In the mid-1990s, researchers described the gene Ikaros, a member of
a family of zinc-finger-containing transcription factors. Like many
such genes, it possessed DNA domains involved in forming homo- and
heterodimer formation, with internal DNA domains coding for zinc
fingers. Ikaros undergoes several splice variations, and it is thought
that the mix of these splice variants influences Ikaros function. It
appears that in these various isoforms, certain exons seemed essential
for normal lymphocyte development, whereas a shift in splicing was
associated with lymphoid malignancy.1-3
Previously, in vitro experiments suggested that Bcr-Abl
induction causes a shift in Ikaros splicing, encouraging the non-DNA
binding isoforms. However, a more recent elegant paper highlights the
role of DNA structural changes and the expression bias of Ikaros
isoforms, demonstrating that actual deletions occur in the gene,
eliminating the key DNA-binding domains. In a genome-wide screen of
deletions and additions in ALL, Mullighan, et al. found an
exceptionally high loss of the IKZF1 gene (coding for Ikaros) in Ph+
ALL cases. Of the 43 Ph+ cases studied, 36 (84 percent) had the IKZF1
deletion. In 19 cases, the deletion was restricted to the region coding
Ikaros exons 3-6 (designated the Ik6 variant), which code for the DNA
binding domain. The authors then examined 159 ALL cases looking for Ik6
mRNA expression, and found it only in cases that harbored the exon 3-6
deletion, strongly suggesting that Ik6 expression was based on DNA
structural changes, rather than a splicing variation. Chronic-phase CML
was free of alterations in the IKZF1 site. However, four of 15 blast
crisis samples showed a IKZF1 deletion, including two/three lymphoid
blast crisis. Sequence analysis of the IKZF1 deletion suggested that
exons 3-6 were possibly deleted by aberrant work of the lymphoid
RAG-mediated recombination machinery, which functions normally in
differentiation to create V(D)J rearrangements. Thus, the study
implicates non-DNA-binding Ikaros variants associated with the
pathogenesis of Ph+ lymphoid malignancy.
A complementary paper by Iacobucci, et al. suggests that the Ik6
variant may be important in understanding the resistance of Ph+ ALL to
tyrosine kinase inhibition. At diagnosis, nearly 50 percent of Ph+ ALL
expressed only the non-DNA-binding Ik6 isoform. In vitro
studies in cell lines suggested that the Ik6 variant was associated
with an impaired apoptotic response to TKI exposure, increased DNA
synthesis, and more robust colony growth.
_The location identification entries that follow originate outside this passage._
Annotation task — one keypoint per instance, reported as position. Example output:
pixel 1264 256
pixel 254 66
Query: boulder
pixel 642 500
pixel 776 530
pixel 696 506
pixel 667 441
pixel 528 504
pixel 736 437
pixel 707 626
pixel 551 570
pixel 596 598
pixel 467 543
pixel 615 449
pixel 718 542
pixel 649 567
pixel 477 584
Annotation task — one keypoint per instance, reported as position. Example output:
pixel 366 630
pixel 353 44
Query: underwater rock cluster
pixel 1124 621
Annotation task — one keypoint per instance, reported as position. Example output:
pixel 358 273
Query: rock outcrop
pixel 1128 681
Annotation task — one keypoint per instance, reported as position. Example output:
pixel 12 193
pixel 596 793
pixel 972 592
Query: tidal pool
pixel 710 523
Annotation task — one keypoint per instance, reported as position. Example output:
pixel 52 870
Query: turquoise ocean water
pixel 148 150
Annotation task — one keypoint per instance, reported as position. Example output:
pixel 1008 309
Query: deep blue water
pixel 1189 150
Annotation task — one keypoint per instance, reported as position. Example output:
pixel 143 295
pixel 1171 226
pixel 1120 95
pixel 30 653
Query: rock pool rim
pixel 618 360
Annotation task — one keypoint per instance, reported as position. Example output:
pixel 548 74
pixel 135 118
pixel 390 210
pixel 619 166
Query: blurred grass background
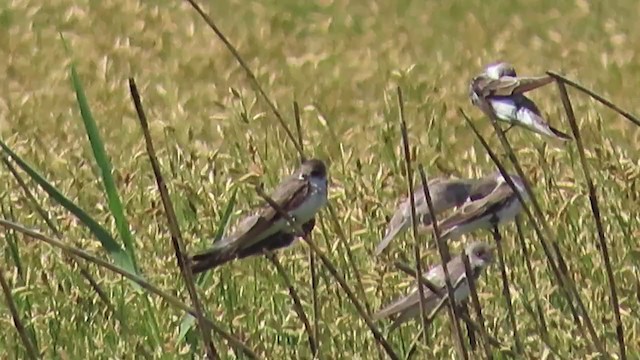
pixel 341 61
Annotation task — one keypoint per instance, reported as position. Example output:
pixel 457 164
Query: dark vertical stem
pixel 412 202
pixel 601 99
pixel 595 209
pixel 250 75
pixel 297 303
pixel 532 278
pixel 506 292
pixel 476 305
pixel 444 257
pixel 380 339
pixel 176 236
pixel 312 257
pixel 567 286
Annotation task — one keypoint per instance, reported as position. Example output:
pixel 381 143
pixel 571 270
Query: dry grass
pixel 342 61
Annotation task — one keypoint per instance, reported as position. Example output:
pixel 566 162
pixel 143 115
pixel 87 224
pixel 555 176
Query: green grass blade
pixel 188 320
pixel 102 160
pixel 120 257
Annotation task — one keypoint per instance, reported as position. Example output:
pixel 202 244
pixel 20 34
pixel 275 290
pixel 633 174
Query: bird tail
pixel 211 259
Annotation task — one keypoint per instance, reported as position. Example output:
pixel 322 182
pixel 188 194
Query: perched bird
pixel 487 209
pixel 480 256
pixel 301 195
pixel 446 193
pixel 500 79
pixel 503 91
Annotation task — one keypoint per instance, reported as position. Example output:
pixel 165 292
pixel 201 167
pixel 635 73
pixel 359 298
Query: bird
pixel 406 308
pixel 487 208
pixel 446 193
pixel 301 195
pixel 503 90
pixel 500 79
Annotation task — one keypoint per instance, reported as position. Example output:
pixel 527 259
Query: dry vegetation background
pixel 341 60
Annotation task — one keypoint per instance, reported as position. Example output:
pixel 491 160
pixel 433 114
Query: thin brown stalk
pixel 534 284
pixel 476 304
pixel 84 272
pixel 313 335
pixel 506 292
pixel 17 322
pixel 600 98
pixel 567 286
pixel 172 221
pixel 297 303
pixel 444 257
pixel 250 75
pixel 350 260
pixel 595 209
pixel 480 329
pixel 412 202
pixel 170 299
pixel 380 339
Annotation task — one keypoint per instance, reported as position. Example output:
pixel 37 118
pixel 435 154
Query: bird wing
pixel 475 209
pixel 286 196
pixel 508 85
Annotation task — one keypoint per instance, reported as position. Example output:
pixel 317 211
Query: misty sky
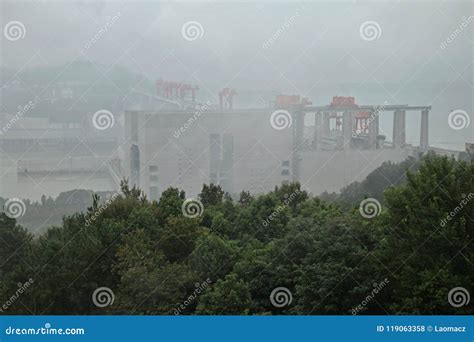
pixel 318 50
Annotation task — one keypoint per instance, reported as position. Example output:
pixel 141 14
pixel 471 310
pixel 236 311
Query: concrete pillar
pixel 227 165
pixel 298 137
pixel 399 136
pixel 214 158
pixel 318 131
pixel 326 126
pixel 424 129
pixel 373 129
pixel 347 128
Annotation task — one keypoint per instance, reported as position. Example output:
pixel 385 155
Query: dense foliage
pixel 329 257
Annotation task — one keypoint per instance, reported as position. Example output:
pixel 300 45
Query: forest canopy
pixel 283 252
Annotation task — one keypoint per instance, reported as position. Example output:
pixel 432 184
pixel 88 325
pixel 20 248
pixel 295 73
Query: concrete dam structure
pixel 257 149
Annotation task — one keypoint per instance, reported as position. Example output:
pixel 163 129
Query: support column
pixel 326 126
pixel 424 129
pixel 347 127
pixel 298 136
pixel 373 129
pixel 399 136
pixel 318 131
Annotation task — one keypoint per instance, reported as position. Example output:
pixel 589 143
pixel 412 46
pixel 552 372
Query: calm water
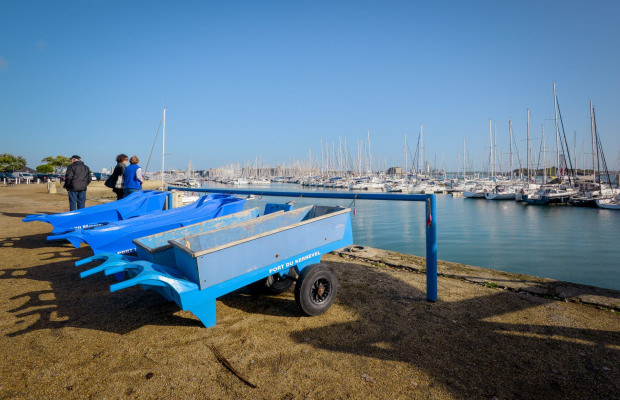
pixel 567 243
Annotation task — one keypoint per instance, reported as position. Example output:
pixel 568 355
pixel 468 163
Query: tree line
pixel 10 163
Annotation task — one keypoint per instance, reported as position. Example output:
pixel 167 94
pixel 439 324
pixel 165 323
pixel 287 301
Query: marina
pixel 573 244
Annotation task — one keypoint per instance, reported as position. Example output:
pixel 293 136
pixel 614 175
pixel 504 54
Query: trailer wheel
pixel 273 284
pixel 316 289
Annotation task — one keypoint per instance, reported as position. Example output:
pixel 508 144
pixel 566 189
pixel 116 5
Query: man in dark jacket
pixel 77 180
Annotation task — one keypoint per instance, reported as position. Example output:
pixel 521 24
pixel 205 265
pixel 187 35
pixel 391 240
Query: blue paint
pixel 136 204
pixel 292 239
pixel 431 233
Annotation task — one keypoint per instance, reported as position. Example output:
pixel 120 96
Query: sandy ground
pixel 64 337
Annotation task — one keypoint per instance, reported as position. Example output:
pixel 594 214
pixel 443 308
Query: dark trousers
pixel 129 191
pixel 77 200
pixel 120 193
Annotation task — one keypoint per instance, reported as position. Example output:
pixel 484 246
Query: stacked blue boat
pixel 194 254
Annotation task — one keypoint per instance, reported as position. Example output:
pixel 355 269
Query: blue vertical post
pixel 431 249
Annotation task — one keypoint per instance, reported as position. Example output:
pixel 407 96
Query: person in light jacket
pixel 77 179
pixel 132 178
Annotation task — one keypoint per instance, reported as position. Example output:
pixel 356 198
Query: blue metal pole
pixel 318 195
pixel 431 249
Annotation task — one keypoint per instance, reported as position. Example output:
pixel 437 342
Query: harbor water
pixel 567 243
These studies suggest an important role of Ikaros in
the pathogenesis of Ph+ lymphoid malignancies. Many interesting
questions remain. What is the link between Bcr-Abl and Ikaros? If the
Ik6 isoform causes a loss of Ikaros transcription regulation, what
genes are deregulated? Would their correction be therapeutic? One
suspects that this Ikaros has wings that can withstand the heat of
investigation (sorry, readers, I couldn't resist).
References
- Hahm K, Ernst P, Lo K, et al. The lymphoid transcription factor LyF-1 is encoded by specific, alternatively spliced mRNAs derived from the Ikaros gene. Mol Cell Biol. 1994;14:7111-23.
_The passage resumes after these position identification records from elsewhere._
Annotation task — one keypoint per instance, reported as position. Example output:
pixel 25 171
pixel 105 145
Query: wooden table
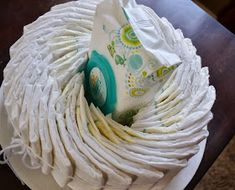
pixel 215 44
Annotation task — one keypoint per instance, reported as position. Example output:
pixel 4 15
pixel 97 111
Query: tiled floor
pixel 221 175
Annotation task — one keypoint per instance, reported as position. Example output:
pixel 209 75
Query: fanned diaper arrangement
pixel 106 95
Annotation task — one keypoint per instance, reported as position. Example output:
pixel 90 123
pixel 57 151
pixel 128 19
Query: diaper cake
pixel 104 94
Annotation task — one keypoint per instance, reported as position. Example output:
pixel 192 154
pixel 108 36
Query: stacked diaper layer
pixel 74 141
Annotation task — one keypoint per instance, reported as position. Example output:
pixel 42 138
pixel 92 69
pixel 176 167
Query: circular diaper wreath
pixel 74 141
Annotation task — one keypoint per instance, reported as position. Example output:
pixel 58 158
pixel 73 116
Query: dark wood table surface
pixel 215 44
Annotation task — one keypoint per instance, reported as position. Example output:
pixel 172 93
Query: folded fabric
pixel 128 59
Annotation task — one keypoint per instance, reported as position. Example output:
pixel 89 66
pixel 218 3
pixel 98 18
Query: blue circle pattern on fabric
pixel 100 83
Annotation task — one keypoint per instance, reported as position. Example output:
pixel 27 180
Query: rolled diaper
pixel 128 59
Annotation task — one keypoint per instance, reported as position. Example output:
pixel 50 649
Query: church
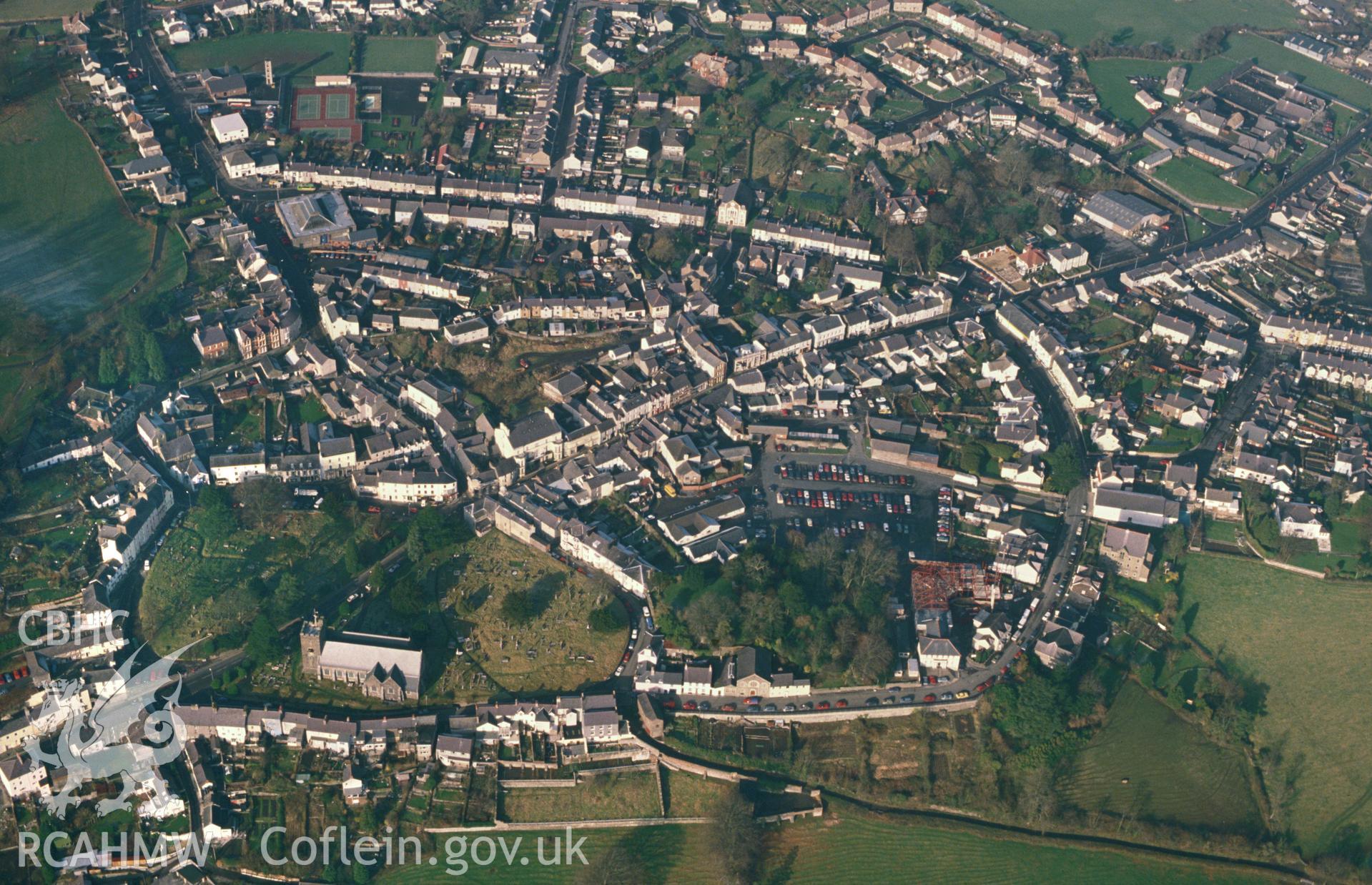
pixel 382 667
- Nakase K, Ishimaru F, Avitahl N, et al. Dominant negative isoform of the Ikaros gene in patients with adult B-cell acute lymphoblastic leukemia. Cancer Res. 2000;60:4062-5.
- Klein F, Feldhahn N, Herzog S, et al. BCR-ABL1 induces aberrant splicing of IKAROS and lineage infidelity in pre-B lymphoblastic leukemia cells. Oncogene. 2006;25:1118-24.